Some may think that the inclusion of those numbers in the reports are an example of “hell hath no fury…” or are cynical attempts to garner publicity. I guess there could be some truth to that, but the reports themselves are far less sensational than the headlines they generated.
The $10 “call” from Morgan Stanley was no such thing. It was the logical extension of a worst-case scenario, but only one of the possibilities laid out. There was also a “best-case”, which saw TSLA hitting $391, but that received almost no attention. I guess “TSLA to climb gradually back to its previous levels” is just not as sexy a headline as “TSLA to collapse to $10!”
Citi’s full report was even less well represented by the headlines. Their analyst did indeed say that there was a 40% chance that TSLA could hit $36, but he also said that there was a 55% chance of a bounce back to $253 and even a 5% chance that it soars to $760. In other words, significant gains were considered one and a half times as likely as the big drop that the headlines would have you believe was coming. Yet, as those reports were released, TSLA lost value at an accelerating pace, pushing it below $200, levels not seen since the end of 2016.

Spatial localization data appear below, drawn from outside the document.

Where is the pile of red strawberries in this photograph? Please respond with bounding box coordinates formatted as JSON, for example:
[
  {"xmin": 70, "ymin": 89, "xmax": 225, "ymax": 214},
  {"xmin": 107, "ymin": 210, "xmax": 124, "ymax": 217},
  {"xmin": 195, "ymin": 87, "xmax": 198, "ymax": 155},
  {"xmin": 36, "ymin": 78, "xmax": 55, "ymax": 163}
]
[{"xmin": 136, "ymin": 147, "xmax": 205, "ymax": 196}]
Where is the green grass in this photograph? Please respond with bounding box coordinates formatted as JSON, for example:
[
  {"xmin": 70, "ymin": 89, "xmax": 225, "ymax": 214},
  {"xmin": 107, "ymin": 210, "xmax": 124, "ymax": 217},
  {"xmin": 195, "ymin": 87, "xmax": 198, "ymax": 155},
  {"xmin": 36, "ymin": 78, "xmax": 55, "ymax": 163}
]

The low then was around $178, and proximity to that level makes it likely that some support will be evident before long. That may turn out to be just a pause in the decline, but there is another thing that makes a significant bounce possible. As the stock has dropped over the last couple of months, short interest has increased and that makes a short squeeze that could exaggerate any bounce that did materialize.
Nothing much has changed about the fundamental outlook for TSLA. That is still in the balance. They still produce an amazing product and Elon Musk still has a bold vision of the future, but at some point, they need to make money, and the longer that point is delayed, the more likely it is that the stock will go lower.
On balance then, there looks to be limited profit potential to a short from here, and significant risk of a bounce back to around $250. The hysterical headlines this week have produced a gloomy perception of the stock, but the best time to buy a volatile stock is often when negativity is at its highest. Given that it is time to buy back shorts and even consider going long for a while.